3. The other party's majority was on the opposite side (it was a partisan
   defeat, not a bipartisan one).

- `blocked = "Democrat"` — Democratic majority was Yea, Republican majority
  was not Yea, member voted Nay → counted as helping sink a Democrat-backed
  measure.
- `blocked = "Republican"` — symmetric.

This is a per-share count, not a marginal causal estimate: the metric
credits the member individually for a defeat that may have involved hundreds
of other Nay votes.

## 5. Voted-with / voted-against by party majority

Across votes where each party had a definite majority (not Split), the
member's normalized vote is counted as matching (`with`) or differing
(`against`) that party's majority. Reported as KPI tiles and as a
stacked bar chart of raw counts and percentages.

## 6. Lone-wolf defection

A vote counts as a **lone-wolf defection** when:

1. The member's own party (per roster) had a definite majority position.
2. The member's normalized vote opposed that majority.
3. The number of fellow same-party defectors was at most the chamber
   threshold (**5 in the House, 3 in the Senate**).

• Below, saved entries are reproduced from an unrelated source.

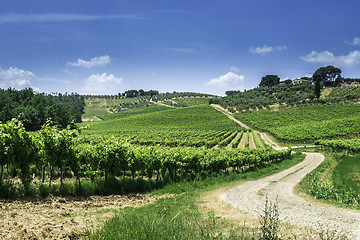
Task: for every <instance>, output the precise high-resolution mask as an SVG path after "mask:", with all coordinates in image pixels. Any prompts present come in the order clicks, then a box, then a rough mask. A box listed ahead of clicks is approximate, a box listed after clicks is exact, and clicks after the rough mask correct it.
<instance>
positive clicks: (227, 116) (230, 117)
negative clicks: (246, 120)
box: [211, 104, 250, 129]
mask: <svg viewBox="0 0 360 240" xmlns="http://www.w3.org/2000/svg"><path fill="white" fill-rule="evenodd" d="M211 106H212V107H213V108H215V109H216V110H218V111H220V112H222V113H223V114H225V115H226V116H227V117H228V118H229V119H231V120H233V121H234V122H236V123H237V124H239V125H240V126H242V127H243V128H245V129H250V128H249V127H248V126H246V125H245V124H243V123H242V122H240V121H239V120H237V119H236V118H234V117H233V116H232V115H231V114H230V113H229V112H228V111H227V110H226V109H224V108H223V107H221V106H220V105H218V104H211Z"/></svg>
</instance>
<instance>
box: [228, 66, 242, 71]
mask: <svg viewBox="0 0 360 240" xmlns="http://www.w3.org/2000/svg"><path fill="white" fill-rule="evenodd" d="M229 70H230V71H232V72H238V71H240V69H239V68H238V67H235V66H230V67H229Z"/></svg>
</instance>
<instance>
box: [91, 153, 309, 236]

Identifies stubborn outliers — members who repeatedly break with their
own caucus when very few others do.

## 7. Monthly trend

Each vote's date is bucketed by `YYYY-MM`. The four primary alignment
classes (Helped Republicans / Helped Democrats / Helped Both /
Helped Neither) are summed per month and rendered as a multi-series
line chart.

## 8. Ranking metrics

The Rankings page sorts the chosen chamber by any of:

- Raw counts: Total Votes, Yeas, Nays, Voted With/Against GOP, Voted
  With/Against Dem, Lone Wolf Votes
- Percentages of votes cast: Participation %, Voted With/Against GOP %,
  Voted With/Against Dem %, Lone Wolf %

Percentage metrics exclude members with zero votes cast (denominator
undefined).

## 9. Comparison view

The comparison view overlays up to six members on five charts: alignment
over time, "voted against own party" rate over time (using
`Helped Neither` as a proxy — see Limitations §10), grouped KPI bar,
defection scatter (% against GOP vs % against Dem), and vote distribution.

## 10. Known limitations and caveats

- **Roll-call votes only.** Voice votes, unanimous-consent agreements, and
  motions adopted without a recorded vote are invisible. A member's
  silence on a controversial measure that passed by voice cannot be
  detected here.
- **Procedural vs. substantive votes are treated equally.** Bill-subject
  classification is not attempted. Heavy weighting of procedural-calendar
  votes can inflate "Helped Republicans" / "Helped Democrats" counts vs.
  the substantive picture.
- **"Helped Both" interpretation.** A bipartisan vote that passes
  overwhelmingly is a real instance of the member helping both sides — but
  it can visually dilute the more interesting partisan classes.
- **Blocking-wins attribution.** Each blocking tally credits the member
  individually for a defeat that may have involved hundreds of other Nay
  votes. The metric is a count of partisan defeats the member's Nay vote
  belonged to, not a marginal causal estimate.
- **Lone-wolf threshold** (≤5 House / ≤3 Senate) is a heuristic.
- **"Voted against own party" overlay is a proxy.** The comparison-page
  monthly chart uses `Helped Neither` per month as an approximation; the
  pipeline does not currently emit a true monthly own-party-defection
  series.
- **Mid-term resignations / replacements** are not flagged on dashboards
  beyond the `served_partial` banner for members who cast zero recorded
  votes. A low participation count may reflect resignation, illness, or
  campaigning for higher office — check the underlying date pattern in
  the votes table.
- **Editorial label wording.** Labels such as "Helped Republicans" and
  "Blocked Dem-Backed" attribute intent that the math does not measure
  directly. They describe a counting relationship between the member's
  vote and party majorities, not motive.

## 11. Reproducibility

Each per-member JSON includes a `_meta` block with `schema_version`,
`pipeline_version`, `classifier_hash` (SHA-256 of `analyze.py`),
`data_snapshot_date`, and per-chamber `source_xml_count`. The classifier
hash changes if and only if the classification logic changes.